Figure 2.

Analysis of ciprofloxacin-induced release of DNA associated with extracellular vesicles (EVs). (a) DNA content of size-based EV fractions determined with/without DNase I digestion of EVs. Concentration values represent the amount of EV-associated DNA (eluted in 3 0 µL) isolated from the conditioned medium of 2.5 × 10⁷ Jurkat cells. Plotted values are presented as the mean+/− S.D. (error bars) of 8 independent experiments. (**P < 0.01, Friedman test, One-way ANOVA). (b) DNA amounts before and after the digestion of EVs by DNase I. The paired measurements (n = 8) for APOs, MVs and EXOs are indicated by lines (**P < 0.01, Wilcoxon signed rank test). APO: apoptotic body, MV: microvesicle, EXO: exosome (c) The presence of EXOs both in undigested and DNase I digested samples was confirmed by flow cytometry. Latex-bound EXOs were stained with annexinV-FITC and an anti-CD63-PE antibody.
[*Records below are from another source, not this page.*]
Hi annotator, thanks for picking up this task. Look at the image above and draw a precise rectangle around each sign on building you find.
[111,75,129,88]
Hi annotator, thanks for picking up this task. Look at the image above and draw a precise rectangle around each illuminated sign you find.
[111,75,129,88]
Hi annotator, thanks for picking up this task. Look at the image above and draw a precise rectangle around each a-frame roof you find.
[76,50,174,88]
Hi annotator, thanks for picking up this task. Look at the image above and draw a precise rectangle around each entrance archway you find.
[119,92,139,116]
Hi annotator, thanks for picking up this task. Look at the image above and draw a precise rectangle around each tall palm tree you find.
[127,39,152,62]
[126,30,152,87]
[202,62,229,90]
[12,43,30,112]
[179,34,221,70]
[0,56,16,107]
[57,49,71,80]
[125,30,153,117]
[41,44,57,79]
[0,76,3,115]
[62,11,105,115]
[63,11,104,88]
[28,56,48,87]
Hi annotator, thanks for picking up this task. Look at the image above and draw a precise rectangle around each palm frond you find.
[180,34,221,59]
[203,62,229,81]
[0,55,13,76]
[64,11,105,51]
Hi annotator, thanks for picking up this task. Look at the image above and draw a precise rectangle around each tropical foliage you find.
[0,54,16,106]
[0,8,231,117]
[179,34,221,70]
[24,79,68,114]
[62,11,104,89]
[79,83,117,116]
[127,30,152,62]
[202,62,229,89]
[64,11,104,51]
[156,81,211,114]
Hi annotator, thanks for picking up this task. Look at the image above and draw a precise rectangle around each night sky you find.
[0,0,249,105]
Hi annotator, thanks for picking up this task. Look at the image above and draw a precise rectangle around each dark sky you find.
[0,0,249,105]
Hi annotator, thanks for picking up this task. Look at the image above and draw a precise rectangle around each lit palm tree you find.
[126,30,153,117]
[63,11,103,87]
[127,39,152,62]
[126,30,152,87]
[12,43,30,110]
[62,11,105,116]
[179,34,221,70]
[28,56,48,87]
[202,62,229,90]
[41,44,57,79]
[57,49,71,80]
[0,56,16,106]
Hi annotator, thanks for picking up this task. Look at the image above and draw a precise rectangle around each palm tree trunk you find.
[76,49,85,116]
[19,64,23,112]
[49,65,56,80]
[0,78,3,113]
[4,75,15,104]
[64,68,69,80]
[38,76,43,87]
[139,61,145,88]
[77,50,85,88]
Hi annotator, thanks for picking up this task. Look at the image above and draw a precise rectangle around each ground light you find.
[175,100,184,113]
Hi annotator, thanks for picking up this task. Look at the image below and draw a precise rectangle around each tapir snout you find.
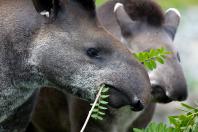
[99,53,152,110]
[149,58,187,103]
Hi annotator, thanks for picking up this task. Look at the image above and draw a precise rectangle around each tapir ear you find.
[32,0,60,18]
[164,8,181,40]
[32,0,96,19]
[114,3,136,38]
[74,0,96,17]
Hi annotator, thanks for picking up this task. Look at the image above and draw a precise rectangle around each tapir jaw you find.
[104,84,145,111]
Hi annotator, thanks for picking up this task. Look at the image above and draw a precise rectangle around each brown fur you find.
[118,0,164,26]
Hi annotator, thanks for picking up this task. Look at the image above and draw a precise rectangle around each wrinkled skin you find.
[0,0,151,131]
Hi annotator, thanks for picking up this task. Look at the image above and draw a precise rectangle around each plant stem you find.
[80,85,104,132]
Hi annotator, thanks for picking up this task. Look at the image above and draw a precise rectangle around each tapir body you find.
[28,0,187,132]
[0,0,152,131]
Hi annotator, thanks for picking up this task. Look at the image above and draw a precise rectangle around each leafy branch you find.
[134,47,171,70]
[91,85,109,120]
[133,103,198,132]
[80,84,109,132]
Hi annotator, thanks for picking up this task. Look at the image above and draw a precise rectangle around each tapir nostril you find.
[131,97,144,111]
[151,84,172,103]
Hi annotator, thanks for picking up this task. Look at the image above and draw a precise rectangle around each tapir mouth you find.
[104,84,144,111]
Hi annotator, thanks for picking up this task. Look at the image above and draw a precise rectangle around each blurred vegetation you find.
[134,103,198,132]
[96,0,198,9]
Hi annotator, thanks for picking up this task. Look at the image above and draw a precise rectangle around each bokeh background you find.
[96,0,198,123]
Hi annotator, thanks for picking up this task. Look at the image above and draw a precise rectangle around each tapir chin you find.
[27,0,187,132]
[0,0,152,131]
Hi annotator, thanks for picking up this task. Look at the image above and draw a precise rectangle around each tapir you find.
[0,0,152,131]
[97,0,188,129]
[27,0,187,132]
[26,0,188,132]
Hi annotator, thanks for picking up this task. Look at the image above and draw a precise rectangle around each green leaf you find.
[98,111,105,115]
[100,95,109,99]
[169,116,179,127]
[133,128,143,132]
[100,100,108,105]
[102,87,109,93]
[92,108,99,113]
[144,61,152,70]
[91,114,98,119]
[97,116,103,120]
[150,59,157,69]
[149,49,155,57]
[156,57,164,64]
[98,105,108,110]
[181,103,196,110]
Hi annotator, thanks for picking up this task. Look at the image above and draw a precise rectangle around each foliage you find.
[158,0,198,9]
[96,0,107,6]
[133,48,171,71]
[168,103,198,132]
[91,85,109,120]
[133,103,198,132]
[133,123,176,132]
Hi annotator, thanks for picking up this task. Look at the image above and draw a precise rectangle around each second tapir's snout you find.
[149,59,187,103]
[109,3,188,103]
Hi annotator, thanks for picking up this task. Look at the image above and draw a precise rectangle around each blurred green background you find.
[96,0,198,123]
[96,0,198,9]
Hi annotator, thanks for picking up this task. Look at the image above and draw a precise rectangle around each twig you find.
[80,85,105,132]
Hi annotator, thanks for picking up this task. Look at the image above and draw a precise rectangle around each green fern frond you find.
[91,85,109,120]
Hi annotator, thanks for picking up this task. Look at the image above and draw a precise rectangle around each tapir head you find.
[114,1,187,103]
[29,0,151,110]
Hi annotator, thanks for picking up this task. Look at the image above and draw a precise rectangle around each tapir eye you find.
[87,48,100,58]
[177,52,181,62]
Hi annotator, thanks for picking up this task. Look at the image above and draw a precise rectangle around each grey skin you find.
[0,0,152,131]
[97,0,188,130]
[27,1,187,132]
[28,1,188,132]
[98,0,188,103]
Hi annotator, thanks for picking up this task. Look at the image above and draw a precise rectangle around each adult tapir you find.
[0,0,153,131]
[97,0,188,129]
[26,0,187,132]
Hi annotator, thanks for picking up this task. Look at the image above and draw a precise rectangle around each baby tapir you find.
[97,0,188,129]
[0,0,152,131]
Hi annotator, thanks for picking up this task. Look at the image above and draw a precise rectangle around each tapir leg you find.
[0,89,39,132]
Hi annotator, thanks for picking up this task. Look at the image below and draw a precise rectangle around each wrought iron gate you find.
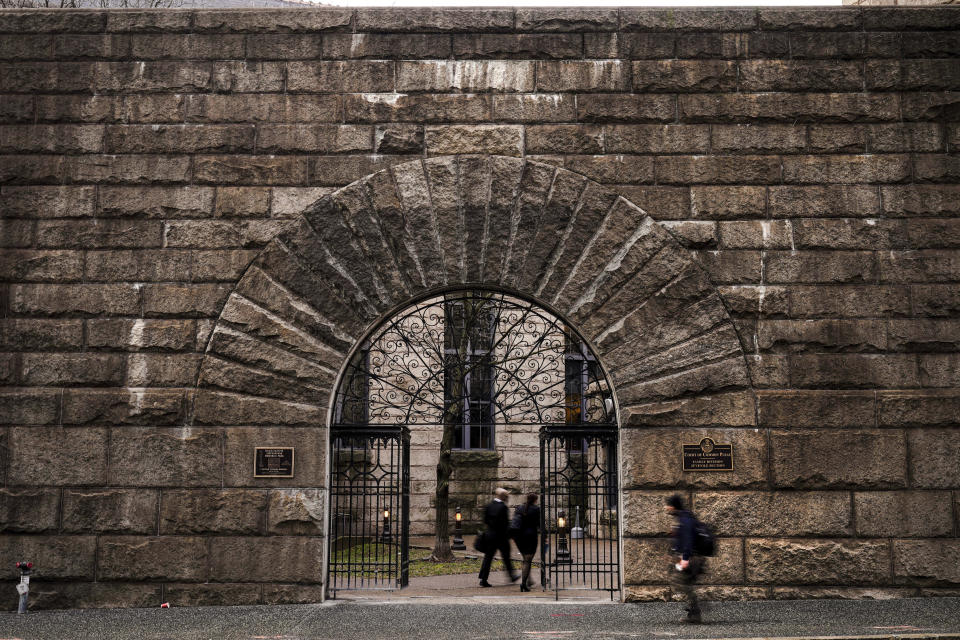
[540,425,620,599]
[328,426,410,596]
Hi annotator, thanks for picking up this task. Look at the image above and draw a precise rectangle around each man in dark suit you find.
[478,487,519,587]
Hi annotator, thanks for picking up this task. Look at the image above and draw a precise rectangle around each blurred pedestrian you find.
[513,493,540,591]
[666,494,707,624]
[478,487,519,587]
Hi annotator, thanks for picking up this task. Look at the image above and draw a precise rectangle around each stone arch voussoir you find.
[190,154,756,534]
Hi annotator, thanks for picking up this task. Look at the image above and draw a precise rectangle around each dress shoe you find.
[520,584,530,592]
[479,580,492,587]
[509,573,521,582]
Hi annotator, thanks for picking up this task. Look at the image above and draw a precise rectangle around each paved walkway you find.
[1,597,958,640]
[335,571,611,600]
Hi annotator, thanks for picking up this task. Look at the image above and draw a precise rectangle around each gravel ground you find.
[1,597,959,640]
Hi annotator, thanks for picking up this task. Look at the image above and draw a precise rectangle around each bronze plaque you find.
[254,447,295,478]
[682,438,733,471]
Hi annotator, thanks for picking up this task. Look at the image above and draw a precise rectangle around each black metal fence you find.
[328,426,410,596]
[540,425,620,599]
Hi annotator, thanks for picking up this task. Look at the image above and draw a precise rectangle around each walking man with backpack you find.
[666,494,712,624]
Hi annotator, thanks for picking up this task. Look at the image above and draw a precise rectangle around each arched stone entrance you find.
[192,155,752,602]
[325,287,621,597]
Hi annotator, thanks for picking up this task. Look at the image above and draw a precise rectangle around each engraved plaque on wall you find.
[254,447,295,478]
[682,438,733,471]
Dot plots are representative of three independent experiments. (d) Optiprep^TM density gradient fractions of the 100,000 g pellet (containing EXOs) were re-pelleted, conjugated onto latex beads and stained with an anti-CD63-PE antibody for flow cytometry. (e) The same latex-bound Optiprep^TM density gradient fractions were also stained by propidium iodide (PI). The percentages of PI positive events are shown above a threshold (horizontal line, determined by measuring labeled latex beads without conjugated density gradient fractions).